Judge Linda Kullberg stated that the ruling is ‘without a doubt the largest claim that has been ordered in a Swedish competition case’.
In a legal dispute regarding an abuse of power in the market for comparison shopping services, search-engine giant Google has been ordered by a Swedish court to pay almost $2bn in damages to PriceRunner, the price comparison business owned by payment platform Klarna.
On Wednesday (1 July), the Patent and Market Court in Stockholm, through judge Linda Kullberg, awarded compensation for lost revenue caused by Google’s perceived preferential treatment of its own comparison shopping service over competing services.
Kullberg did, however, dismiss further claims wherein PriceRunner asked for an additional $8.2bn. Despite this, Kullberg said the decision still represents “without a doubt the largest claim that has been ordered in a Swedish competition case”.
Google is in a position to appeal the ruling and stated that it is not in agreement with the court’s findings.
A spokesperson for the organisation said, “We are reviewing and will consider our legal options. The changes we made to shopping ads back in 2017 are working successfully, generating growth and jobs for hundreds of comparison shopping services who operate more than 1,500 websites across Europe.”
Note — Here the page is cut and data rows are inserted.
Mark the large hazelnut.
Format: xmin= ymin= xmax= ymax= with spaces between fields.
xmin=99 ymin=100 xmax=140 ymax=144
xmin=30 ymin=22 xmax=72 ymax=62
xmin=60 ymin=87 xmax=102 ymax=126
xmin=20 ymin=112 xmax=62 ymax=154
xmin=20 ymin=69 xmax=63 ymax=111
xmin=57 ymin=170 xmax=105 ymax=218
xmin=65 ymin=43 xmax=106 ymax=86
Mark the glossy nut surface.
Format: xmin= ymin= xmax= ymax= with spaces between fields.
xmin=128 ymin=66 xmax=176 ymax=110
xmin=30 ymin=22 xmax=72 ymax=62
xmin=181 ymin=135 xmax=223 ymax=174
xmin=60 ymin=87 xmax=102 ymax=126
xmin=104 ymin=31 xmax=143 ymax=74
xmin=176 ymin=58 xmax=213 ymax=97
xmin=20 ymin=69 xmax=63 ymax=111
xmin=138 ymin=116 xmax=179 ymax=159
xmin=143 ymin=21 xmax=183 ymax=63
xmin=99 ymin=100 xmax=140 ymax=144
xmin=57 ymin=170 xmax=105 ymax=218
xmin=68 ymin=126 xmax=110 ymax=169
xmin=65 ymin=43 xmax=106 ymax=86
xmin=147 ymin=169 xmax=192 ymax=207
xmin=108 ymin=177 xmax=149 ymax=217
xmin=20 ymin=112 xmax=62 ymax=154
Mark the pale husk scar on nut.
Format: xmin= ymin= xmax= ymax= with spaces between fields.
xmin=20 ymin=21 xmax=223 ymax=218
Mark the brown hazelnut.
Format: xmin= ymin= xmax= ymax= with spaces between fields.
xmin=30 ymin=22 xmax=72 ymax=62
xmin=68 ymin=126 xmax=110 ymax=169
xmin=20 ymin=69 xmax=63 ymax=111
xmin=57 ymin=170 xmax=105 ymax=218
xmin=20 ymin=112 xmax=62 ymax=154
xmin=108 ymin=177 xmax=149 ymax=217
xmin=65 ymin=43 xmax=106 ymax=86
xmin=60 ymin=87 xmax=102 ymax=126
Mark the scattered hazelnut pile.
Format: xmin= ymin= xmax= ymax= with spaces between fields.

This is in reference to a decision that was reached in 2017 by the European Commission, in which Google was ordered to pay a €2.4bn penalty for abusing its dominance online as a means of giving its own service an advantage, a result which at the time Google also expressed dismay at and appealed.
Commenting on the outcome of the latest case, Dan Greaves, Klarna’s head of communications and policy, said, “When markets work well, everyone benefits. Consumers get higher quality at lower cost, companies stay focused on serving customers rather than defending position, and society is better off for it.”
Separately, Google has also lost a long-running dispute over a €4.1bn anti-trust fine imposed by the European Union for a case in which it was determined that Google unfairly leveraged a dominant position in the context of its Android operating system. The decision is legally binding and is a major win for the Brussels-based regulator, as the argument has been in full flow since the case was first ruled upon in 2018.